One possible route is to prove $0$ is not an eigenvalue of $A$. I am also thinking about Gershgorin discs. The deleted absolute row sum on the $k$-th row is $2^n-1-a_{kk}$. Thus the Gershgorin disc is $$D_k:=\{z\in\mathbb{C}\mid|z-a_{kk}|\le2^n-1-a_{kk}\}.$$ If $0\notin D_k$, then $$a_{kk}=|0-a_{kk}|>2^n-1-a_{kk}\implies a_{kk}>2^{n-1}-\frac12.$$ In other words, only if $a_{kk}=2^{n-1}$ will $0\notin D_k$ happen. For the structure of $A$, I am thinking about a sudoku-like array, so it is not guaranteed that the diagonal entries of $A$ are all $2^{n-1}$. For instance,
$$\begin{bmatrix} 1 & 2 \\ 2 & 1 \end{bmatrix},\quad\begin{bmatrix} 1 & 2 & 4 \\ 4 & 1 & 2 \\ 2 & 4 & 1 \end{bmatrix},\quad\begin{bmatrix} 1 & 2 & 4 & 8 \\ 2 & 4 & 8 & 1 \\ 4 & 8 & 1 & 2 \\ 8 &1 &2 & 4 \end{bmatrix}.$$ In particular, permutation similarity does not change the diagonal entries.

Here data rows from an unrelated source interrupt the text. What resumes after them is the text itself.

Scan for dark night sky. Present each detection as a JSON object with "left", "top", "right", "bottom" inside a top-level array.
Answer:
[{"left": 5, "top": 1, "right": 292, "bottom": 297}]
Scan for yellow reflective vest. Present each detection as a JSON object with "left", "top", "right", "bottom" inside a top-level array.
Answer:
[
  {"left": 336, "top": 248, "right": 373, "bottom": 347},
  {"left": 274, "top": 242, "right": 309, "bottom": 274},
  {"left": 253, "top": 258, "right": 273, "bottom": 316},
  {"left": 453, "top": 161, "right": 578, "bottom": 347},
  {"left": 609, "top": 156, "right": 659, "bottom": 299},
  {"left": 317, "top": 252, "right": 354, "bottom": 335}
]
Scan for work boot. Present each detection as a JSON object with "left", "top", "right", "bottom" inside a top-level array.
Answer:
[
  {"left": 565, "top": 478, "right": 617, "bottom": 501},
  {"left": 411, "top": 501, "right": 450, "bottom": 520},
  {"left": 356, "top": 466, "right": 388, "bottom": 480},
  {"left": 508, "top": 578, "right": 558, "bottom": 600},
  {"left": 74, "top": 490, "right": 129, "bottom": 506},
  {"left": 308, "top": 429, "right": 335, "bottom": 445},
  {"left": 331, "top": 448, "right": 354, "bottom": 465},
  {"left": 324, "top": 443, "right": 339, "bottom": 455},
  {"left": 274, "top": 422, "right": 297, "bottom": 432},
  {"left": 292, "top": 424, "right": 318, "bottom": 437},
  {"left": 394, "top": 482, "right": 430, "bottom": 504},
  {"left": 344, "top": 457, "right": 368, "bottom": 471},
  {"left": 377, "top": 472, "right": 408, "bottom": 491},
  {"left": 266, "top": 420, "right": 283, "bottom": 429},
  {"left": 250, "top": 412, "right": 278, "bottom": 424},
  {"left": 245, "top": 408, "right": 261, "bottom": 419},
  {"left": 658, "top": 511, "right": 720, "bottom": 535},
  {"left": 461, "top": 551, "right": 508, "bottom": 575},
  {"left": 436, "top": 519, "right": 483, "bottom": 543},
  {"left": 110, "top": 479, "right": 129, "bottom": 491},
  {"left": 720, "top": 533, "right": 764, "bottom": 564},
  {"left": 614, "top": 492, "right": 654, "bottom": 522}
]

Currently I am stuck at this point. Any clever ideas or suggestions are highly welcomed.
Update. Thanks for all the comments and solutions suggested below! Jimmy’s hint is almost detailed and close to the arguments for proving the Gershgorin disc theorem. I am also conjecturing if there is no dominating terms among a given sequence (here $2^{n-1}$ is dominating as the sum of all other terms is $2^{n-1}-1$), then such matrix $A$ might be singular.
Micheal’s smart comment exploits the special structure here. Let me write down the details for future readers. By taking all the entries modulo 2, we get a permutation matrix, whose determinant is $\pm 1$. Thus the determinant of $A$ is odd and cannot be zero.
Update 2. My conjecture is true. The following matrix is singular: $$\begin{bmatrix} 1 & 2 & 3 & 4 \\ 2 & 1 & 4 & 3 \\ 3 & 4 & 1 & 2 \\ 4 & 3 & 2 & 1 \end{bmatrix}.$$ I am beyond happy that I could communicate with your guys about this question!
Best Answer
Hint: Suppose $A$ is not invertible, and thus, there exists a vector $v \neq 0$ such that $Av = 0$.
Let $i$ be an index which satisfies $|v_i| \ge |v_j|$ for $j = 1,\ldots,n$, and then let $r$ be the row such that $A_{r,i} = 2^{n-1}$. Is it possible for $\displaystyle\sum_{j = 1}^{n}A_{r,j}v_j = (Av)_r = 0$?